There is a lot more that was happening at that time, and it went from
concerning to blatant to surreal. I was stalked/followed home by unsavoury-
looking people. Men were knocking on my door speaking inaudibly and sometimes
in Spanish. My tires had oil smeared all over them one time and had been
overinflated. This is not inclusive of everything that happened. I called the
police repeatedly and nobody did anything. I dont know how to get these
concerns raised to anyone that cares.

Eventually I left the country and have been living abroad a couple of years
since then. I am not really sure what to do without a job reference as a mid
career male, but I get by in my days by meeting so many nice people and going
to such beautiful places and trying to forget about what happened. I dont know
if I can find a real job again and I think my life will be basically over if I
cant. Im thankful for everything, but to be honest, I want to work again and
am not sure how to recover from this in terms of career.

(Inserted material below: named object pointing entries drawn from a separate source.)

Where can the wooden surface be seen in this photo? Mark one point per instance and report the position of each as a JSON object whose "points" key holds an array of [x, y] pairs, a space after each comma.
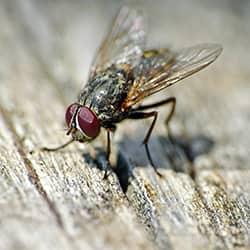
{"points": [[60, 200]]}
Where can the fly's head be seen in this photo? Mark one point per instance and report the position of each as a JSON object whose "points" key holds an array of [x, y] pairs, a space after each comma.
{"points": [[82, 122]]}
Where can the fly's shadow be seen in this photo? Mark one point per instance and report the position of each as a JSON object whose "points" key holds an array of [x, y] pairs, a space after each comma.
{"points": [[173, 154]]}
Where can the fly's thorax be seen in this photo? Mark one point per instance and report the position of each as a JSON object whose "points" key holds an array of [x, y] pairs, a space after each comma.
{"points": [[106, 91]]}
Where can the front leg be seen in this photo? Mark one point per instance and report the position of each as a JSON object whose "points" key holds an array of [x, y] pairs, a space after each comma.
{"points": [[108, 150], [144, 115]]}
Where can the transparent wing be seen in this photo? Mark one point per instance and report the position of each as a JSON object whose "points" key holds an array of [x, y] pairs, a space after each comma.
{"points": [[124, 43], [159, 69]]}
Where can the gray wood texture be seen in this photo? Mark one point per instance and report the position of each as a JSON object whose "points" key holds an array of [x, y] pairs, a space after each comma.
{"points": [[59, 200]]}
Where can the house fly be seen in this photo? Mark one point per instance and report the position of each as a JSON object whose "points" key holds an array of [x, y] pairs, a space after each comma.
{"points": [[123, 74]]}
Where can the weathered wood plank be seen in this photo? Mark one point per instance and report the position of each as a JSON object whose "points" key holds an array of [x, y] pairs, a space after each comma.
{"points": [[90, 212], [47, 45]]}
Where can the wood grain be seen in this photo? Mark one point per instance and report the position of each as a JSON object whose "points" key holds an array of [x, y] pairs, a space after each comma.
{"points": [[60, 200]]}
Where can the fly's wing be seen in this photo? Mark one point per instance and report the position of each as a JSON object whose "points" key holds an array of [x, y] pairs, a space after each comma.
{"points": [[159, 69], [124, 43]]}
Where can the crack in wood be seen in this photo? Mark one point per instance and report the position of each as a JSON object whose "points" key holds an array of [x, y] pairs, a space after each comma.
{"points": [[33, 176]]}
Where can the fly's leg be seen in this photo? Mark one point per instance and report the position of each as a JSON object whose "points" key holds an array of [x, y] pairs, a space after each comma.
{"points": [[170, 100], [144, 115], [57, 148], [107, 153]]}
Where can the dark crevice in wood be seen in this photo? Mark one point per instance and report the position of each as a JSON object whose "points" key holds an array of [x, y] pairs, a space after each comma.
{"points": [[32, 175]]}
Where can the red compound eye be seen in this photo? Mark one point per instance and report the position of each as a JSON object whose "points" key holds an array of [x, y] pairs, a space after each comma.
{"points": [[88, 122], [70, 112]]}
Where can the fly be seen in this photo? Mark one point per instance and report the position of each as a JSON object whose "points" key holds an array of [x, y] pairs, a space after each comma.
{"points": [[123, 74]]}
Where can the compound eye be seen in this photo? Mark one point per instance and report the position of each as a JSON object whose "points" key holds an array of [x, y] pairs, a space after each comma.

I havent talked about this with anyone, but when I read this I thought I'd
chime in. Enforcing law and peace with prudence is important enough that when
it isn't done right, people like Mitchell and I experience our lives are
transformed and we are unemploued. In the meantime, terrible people are
enabled. Police in my case and in the story's may have just been too busy, or
misunderstanding, or overwhelmed--I dont know what the problem is, but the
outcomen is awful.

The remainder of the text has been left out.